68

Venerdì mattina presto, una pallida Kate si trovava nella stanza dell’Udi con gli occhi inespressivi, mentre Bernie rientrava dalla cella di custodia. «Si rifiuta di parlare prima di vederti. Non sei costretta a farlo. Io dico di lasciarlo lì a ribollire, il bastardo.» Bernie la guardò. Kate era rivolta verso la pioggia che batteva sui vetri. Squillò il telefono. Kate sobbalzò, con gli occhi spalancati, mentre Bernie sollevava il ricevitore e parlava, guardandola. «Bernie W… Sì, sì… Bene. Okay, grazie per averci avvisati, cara. Verremo a trovarlo.» Riappese mentre Kate lo fissava. «Joe ha ripreso conoscenza. Possiamo andare a trovarlo stasera.»

Con un sospiro di sollievo, Kate chiuse gli occhi, poi si alzò, avvicinandosi alla lavagna: Joe aveva scritto qualcosa riguardo a due voci che aveva sentito e poi collegato. Sollevando lo sguardo verso Bernie, disse: «Hai visto queste? Hai capito?». Bernie annuì.
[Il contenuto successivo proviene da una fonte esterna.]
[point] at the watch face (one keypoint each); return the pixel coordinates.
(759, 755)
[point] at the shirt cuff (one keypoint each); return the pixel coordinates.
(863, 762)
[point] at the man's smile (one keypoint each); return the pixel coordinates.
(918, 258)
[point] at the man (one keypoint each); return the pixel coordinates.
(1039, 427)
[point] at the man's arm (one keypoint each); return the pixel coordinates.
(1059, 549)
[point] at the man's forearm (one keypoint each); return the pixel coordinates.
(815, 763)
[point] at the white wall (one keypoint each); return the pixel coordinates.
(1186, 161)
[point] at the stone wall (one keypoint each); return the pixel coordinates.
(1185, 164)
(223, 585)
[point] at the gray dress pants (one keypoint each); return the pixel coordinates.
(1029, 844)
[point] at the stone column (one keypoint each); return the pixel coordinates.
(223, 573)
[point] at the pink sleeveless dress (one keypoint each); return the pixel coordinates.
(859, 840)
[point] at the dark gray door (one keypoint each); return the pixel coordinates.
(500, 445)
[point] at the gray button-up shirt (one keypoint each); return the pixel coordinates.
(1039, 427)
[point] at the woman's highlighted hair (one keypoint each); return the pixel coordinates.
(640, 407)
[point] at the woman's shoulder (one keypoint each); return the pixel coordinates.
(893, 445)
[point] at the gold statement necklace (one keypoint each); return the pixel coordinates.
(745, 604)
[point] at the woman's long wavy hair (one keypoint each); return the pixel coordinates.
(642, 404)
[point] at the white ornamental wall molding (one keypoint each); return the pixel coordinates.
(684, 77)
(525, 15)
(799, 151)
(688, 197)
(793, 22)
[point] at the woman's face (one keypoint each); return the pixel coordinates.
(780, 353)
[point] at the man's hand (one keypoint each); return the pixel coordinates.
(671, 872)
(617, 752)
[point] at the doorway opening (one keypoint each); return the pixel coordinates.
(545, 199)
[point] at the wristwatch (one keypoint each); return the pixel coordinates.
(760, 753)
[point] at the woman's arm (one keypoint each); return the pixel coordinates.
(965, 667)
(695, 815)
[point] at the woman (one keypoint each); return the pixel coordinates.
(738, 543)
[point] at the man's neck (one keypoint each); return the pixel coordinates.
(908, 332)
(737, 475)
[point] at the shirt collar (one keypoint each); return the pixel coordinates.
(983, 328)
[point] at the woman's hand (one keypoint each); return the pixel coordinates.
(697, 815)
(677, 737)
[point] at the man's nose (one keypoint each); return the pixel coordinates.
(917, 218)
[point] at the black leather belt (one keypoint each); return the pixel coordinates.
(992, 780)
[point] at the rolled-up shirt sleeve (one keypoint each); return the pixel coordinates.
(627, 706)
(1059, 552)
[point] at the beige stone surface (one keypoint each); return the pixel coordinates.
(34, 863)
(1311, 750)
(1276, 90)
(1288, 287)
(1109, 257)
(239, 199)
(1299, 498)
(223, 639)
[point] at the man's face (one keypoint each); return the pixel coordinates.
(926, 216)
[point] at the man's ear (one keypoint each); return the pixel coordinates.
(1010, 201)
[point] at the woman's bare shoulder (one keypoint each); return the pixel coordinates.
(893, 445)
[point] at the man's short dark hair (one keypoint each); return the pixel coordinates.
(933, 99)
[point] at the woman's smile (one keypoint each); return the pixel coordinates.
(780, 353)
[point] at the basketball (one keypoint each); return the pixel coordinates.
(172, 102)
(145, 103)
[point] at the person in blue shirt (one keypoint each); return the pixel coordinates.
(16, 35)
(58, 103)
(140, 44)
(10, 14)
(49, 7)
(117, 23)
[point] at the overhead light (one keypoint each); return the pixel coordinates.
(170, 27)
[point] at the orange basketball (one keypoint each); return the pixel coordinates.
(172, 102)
Lei si raddrizzò, cercando di respirare normalmente. Le sembrava di non essere riuscita a farlo per ore intere. «Vado da lui. Voglio che parli.»

L’agente di turno la fece entrare nella stanza per gli interrogatori, poi si mise di fianco alla porta, si voltò e rimase in attesa. Wellan era già lì. Kate andò dov’era seduto con un braccio appeso al collo, che toccò quando lei si sedette di fronte a lui. «Grazie mille» disse, guardandola.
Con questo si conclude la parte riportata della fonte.